Je savais que la journée serait longue, mais pas à ce point-là. Après quatre heures et demie d’une conduite intensive, nous avons finalement franchi la barre des 100 km. Il en restait alors encore 180, dont la moitié du même acabit. Déglinguée, explosée, ravagée. Démontée, craquelée, trouée. Dévastée, râpée, défoncée. Cette route de merdre m’a fait perdre mon légendaire sens de l’humour. Une journée à oublier.
2 mai 2018.
Nuit calme, donc très bonne, à côté de ce magnifique hôtel dans le plus pur style soviétique : une barre de béton rouillé (si, si, c’est possible). Nous quittons assez tôt cette grande ville de campagne, dotée de quelques monuments impressionnants et d’un hippodrome qui accueille les renommés chevaux turkmènes, les akhal téké.
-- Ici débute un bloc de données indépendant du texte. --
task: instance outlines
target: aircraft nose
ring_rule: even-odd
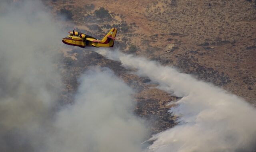
[[[64,44],[66,44],[66,39],[65,38],[62,38],[62,42],[63,42]]]
[[[65,40],[65,38],[62,38],[62,42],[64,43],[65,43],[66,41]]]

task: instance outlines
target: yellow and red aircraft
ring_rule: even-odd
[[[62,42],[66,44],[84,48],[86,46],[96,47],[112,47],[117,29],[112,28],[108,33],[101,40],[97,40],[92,36],[75,31],[70,32],[68,37],[62,39]]]

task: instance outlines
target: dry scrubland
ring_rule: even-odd
[[[256,98],[256,0],[46,0],[57,18],[65,16],[67,31],[76,30],[101,38],[118,28],[115,48],[145,56],[212,83],[255,105]],[[86,69],[108,67],[137,92],[135,112],[153,120],[158,132],[175,125],[166,106],[177,99],[95,52],[67,46],[63,68],[66,89],[63,98],[72,102],[77,78]]]

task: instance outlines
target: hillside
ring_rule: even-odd
[[[65,16],[62,24],[67,32],[75,27],[100,39],[116,27],[118,39],[114,49],[174,66],[256,104],[256,1],[44,2],[56,18]],[[67,102],[72,102],[76,78],[86,69],[108,67],[138,91],[135,112],[149,121],[157,118],[153,132],[175,124],[175,117],[169,116],[166,104],[176,98],[152,88],[156,84],[131,74],[120,63],[86,50],[67,46],[62,50],[65,58],[59,66],[66,69]]]

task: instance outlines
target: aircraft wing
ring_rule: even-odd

Nous ne manquons pas de faire le plein de diesel, denrée très rare dans le pays suivant, et de dépenser nos derniers manats en produits d’absolue nécessité (choco à tartiner, confiote, biscuits). Le poste frontière n’est qu’à une dizaine de kilomètres de la ville, et nous y sommes vite, mais la file est déjà longue, très longue. Pas de problème, nous sommes des touristes et les agents nous font passer avant tout le monde, et tout le monde trouve cela normal. Ok, ça me va ! Catherine gère les kets et les déclarations de je ne sais pas quoi tandis que je gère le contrôle de sortie du véhicule. Tout se passe très bien, rapidement (une petite heure) et cordialement, dans un anglais bien meilleur qu’à la frontière d’entrée. Le plus difficile aura été de gérer en même temps les quatre agents qui voulaient toucher à tout dans la « machine », excités comme des gamins qui reçoivent le dernier jouet à la mode. Nous sortons donc le cœur léger de ce pays qui, sans oublier que c’est une dictature où règne un sentiment oppressant (tracking GPS, restriction de photo, visa de transit limité à cinq jours), nous a réservé un excellent accueil (sauf la route d’hier).